Thursday, October 15, 2009

First Frost

We're expecting the first frost of the season tonight. I spent the fifteen minutes between when I got home from work and when it got really too dark to see outside pulling green tomatoes off the vine. When I got inside, I knew I was going to have to either turn on the heat or engage in a serious baking project. It's mid-October in New England, but I'll be darned if I'm going to fire up the boiler. Arroz con pollo takes too long to start after 6 pm and still eat that same evening, but it saves and reheats scrumptiously.

Arroz con pollo
serves 4-6

1 whole chicken, quartered, or 2 breasts and 2 legs
1 relatively mild dried pepper (ancho, California, New Mexico, or Poblano)
2 T coarse sea salt
1 T pepper corns
1 T cumin seeds
1 T oregano (preferable Mexican or Latin oregano)
1 T olive oil
1 onion, roughly chopped
2 cups rice
3 cups stock or chicken broth
1 large or two medium green tomatoes, roughly chopped
1 can tomato sauce, ideally "spanish style"

Toast the dried pepper by setting on a very hot cast iron skillet for about 1 minute per side. Remove any stem and put the pepper aside. Next quickly toast the cumin seeds (this should take about 30 seconds).

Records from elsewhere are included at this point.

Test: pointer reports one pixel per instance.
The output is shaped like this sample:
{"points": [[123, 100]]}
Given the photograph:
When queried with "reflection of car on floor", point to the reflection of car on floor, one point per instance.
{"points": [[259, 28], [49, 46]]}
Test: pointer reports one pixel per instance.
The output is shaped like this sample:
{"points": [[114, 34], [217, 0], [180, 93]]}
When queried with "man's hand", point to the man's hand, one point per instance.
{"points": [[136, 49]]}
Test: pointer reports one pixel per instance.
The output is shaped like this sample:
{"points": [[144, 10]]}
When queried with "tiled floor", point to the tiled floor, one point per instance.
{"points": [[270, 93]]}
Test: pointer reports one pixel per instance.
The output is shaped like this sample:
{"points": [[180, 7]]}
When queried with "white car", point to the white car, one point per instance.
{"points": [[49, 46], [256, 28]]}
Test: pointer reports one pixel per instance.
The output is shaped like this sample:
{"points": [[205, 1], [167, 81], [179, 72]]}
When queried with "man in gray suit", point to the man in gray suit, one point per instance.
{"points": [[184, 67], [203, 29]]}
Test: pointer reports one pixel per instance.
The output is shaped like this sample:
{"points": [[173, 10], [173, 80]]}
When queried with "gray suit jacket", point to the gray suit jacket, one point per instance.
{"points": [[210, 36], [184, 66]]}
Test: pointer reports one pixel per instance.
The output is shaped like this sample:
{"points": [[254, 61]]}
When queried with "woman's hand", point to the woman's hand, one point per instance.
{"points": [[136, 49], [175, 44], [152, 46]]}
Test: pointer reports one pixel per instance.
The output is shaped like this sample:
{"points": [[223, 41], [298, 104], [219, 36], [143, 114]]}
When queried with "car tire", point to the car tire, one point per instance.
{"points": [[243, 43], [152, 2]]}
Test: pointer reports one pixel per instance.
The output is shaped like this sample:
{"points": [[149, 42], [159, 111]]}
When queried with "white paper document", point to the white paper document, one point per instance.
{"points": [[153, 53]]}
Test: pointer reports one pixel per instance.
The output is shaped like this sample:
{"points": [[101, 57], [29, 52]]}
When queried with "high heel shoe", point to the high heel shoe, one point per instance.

Using a mortar and pestle if you have one, or a spice grinder (a coffee grinder works for this, but be sure to clean it carefully!), grind the toasted pepper, toasted cumin seeds, 1 T salt, pepper corns, and oregano. Using your hands, rub the mixture all over the chicken. Cover and let sit 1-24 hours. If it's one hour, you can leave it out; if it's longer put it in the fridge and then bring it back out 30 minutes before you're ready to do the next step.

Preheat oven to 350.

In a dutch oven or big oven-safe pot, heat the olive oil and then brown the chicken, about 3 minutes per side. You may well need to do this in batches. Once the chicken is browned, set it aside. In the drippings, saute the onion until soft, 3-5 minutes. Add the rice and stir to coat, then add the stock or broth, green tomatoe, and tomatoe sauce. Stir. Place the chicken pieces on top of the rice mixture, cover, and bake for one hour.

Serve immediately, or let cool to room temperature and refrigerate (taste continues to improve!).